In many analyses, he points out, the reductions in mortality associated with higher-volume sites are only fractions of a percent. “We think the results are pretty good as is,” Leon says.
Using 2016 data, Leon showed that if the consensus document’s proposed thresholds—50 TAVRs and 30 SAVRs per year—were imposed, 43 percent of TAVR sites wouldn’t meet the minimum requirements. Those sites treated 16 percent of all TAVR patients that year.
“Right now, the NCD is 20 [TAVRs per year]. If you want to increase it to 25, fine,” Leon says. “But when you start increasing it to 50, you begin to potentially exclude sites. … I know how sites behave. I know how our health system works. If you cannot fulfill the NCD requirements in terms of volume numbers that have been published and agreed upon, then you start making arbitrary decisions on how you take care of patients to achieve that level. And that’s not the way we should behave.”

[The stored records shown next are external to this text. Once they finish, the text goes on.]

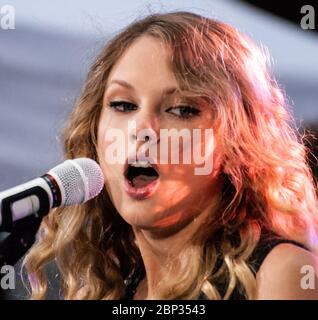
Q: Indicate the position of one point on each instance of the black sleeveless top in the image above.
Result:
(266, 244)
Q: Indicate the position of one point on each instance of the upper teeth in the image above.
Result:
(144, 164)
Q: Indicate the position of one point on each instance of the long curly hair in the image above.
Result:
(268, 184)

Instead, Leon suggests all efforts be focused on developing quality metrics that can be applied to both high- and low-volume sites. With quality-based rather than volume-based performance measures, Leon says, “we can intelligently … provide both the oversight and remediation that’s needed.”
Serving the underserved
Aaron Horne, MD, MBA, MHS, an interventional cardiologist in North Richland Hills, Texas, and a board member for the Association of Black Cardiologists, voices concern about how TAVR access is often restricted in the African-American population. Blacks represent about 13 percent of the U.S. population but received only 3.8 percent of TAVRs in 2016, according to TVT Registry data.
This finding has multiple causes, reflecting on both the locations of TAVR sites and the cultural differences in black communities, Horne says. He cited data showing that when presented with a 1 percent increased risk of death, 75 percent of blacks would still prefer to be treated in their local center.

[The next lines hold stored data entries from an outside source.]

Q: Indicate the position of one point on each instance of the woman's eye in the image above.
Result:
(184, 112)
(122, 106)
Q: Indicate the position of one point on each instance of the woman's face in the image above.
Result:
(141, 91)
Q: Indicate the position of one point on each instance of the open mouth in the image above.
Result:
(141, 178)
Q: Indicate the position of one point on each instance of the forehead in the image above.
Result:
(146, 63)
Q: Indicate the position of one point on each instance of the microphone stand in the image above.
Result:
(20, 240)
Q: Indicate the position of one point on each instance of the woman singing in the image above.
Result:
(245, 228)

“African-Americans are actually refusing access to this therapy when offered it to a greater degree than their Caucasian counterparts,” Horne says. “We also know that African-Americans are less likely to re-access the healthcare system once actually being diagnosed.”

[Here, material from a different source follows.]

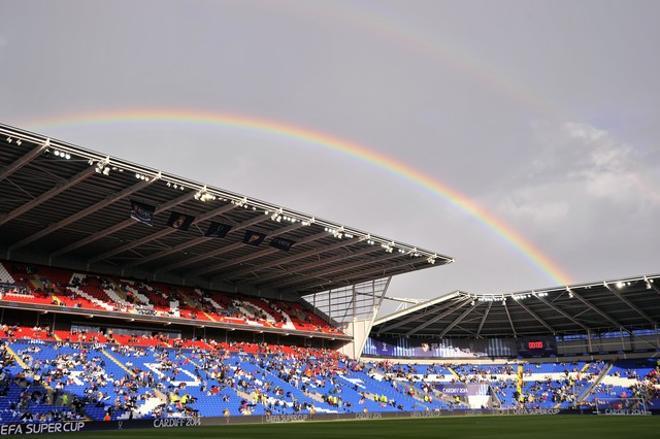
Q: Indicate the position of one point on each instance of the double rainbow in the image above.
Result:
(360, 152)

Horne describes a TAVR center he helped open in a predominantly minority area of Dallas that has treated a 30 percent proportion of black patients who have achieved outcomes on par with those of white residents.
A centers of excellence model?
Patrick T. O’Gara, MD, of Harvard Medical School and Brigham and Women’s Hospital in Boston, has raised the possibility of a hub-and-spoke system for valvular heart disease similar to what’s used in stroke care. This idea of having primary and comprehensive valve centers has been proposed in Europe and successfully piloted in Vancouver.
O’Gara says comprehensive “hub” centers should offer, at minimum, multimodality imaging, TAVR, mitral clip devices, replacements for all heart valves, repair of tricuspid and mitral valves, atrial fibrillation ablation and links with other centers. That final component is important, he notes, to ensure patients receive referrals to the most capable centers when requiring complex interventions.
But another TCT.18 panelist says this approach could lead to the same access issues at play in the argument about volume thresholds. “I think it’s an incredibly privileged view of the world to say that patients can have the wherewithal to travel to centers of excellence,” says Larry L. Wood, MBA, corporate vice president of transcatheter heart valves at Edwards Lifesciences. “I think probably all of us in this room are of that privilege, but not everybody is and I think that’s what [Horne’s] study showed down in Dallas.
“It’s not always about distance,” Wood says. “Sometimes there’s cultural, there’s socioeconomic things. Certainly, by the map you wouldn’t say Dallas needed another TAVR program, yet when [Horne] opened one they treated a lot of patients and a lot of patients who probably weren’t going to be treated otherwise. … I don’t want a TAVR center on every corner, but I want patients to have equal access at getting whatever the appropriate care is for them.”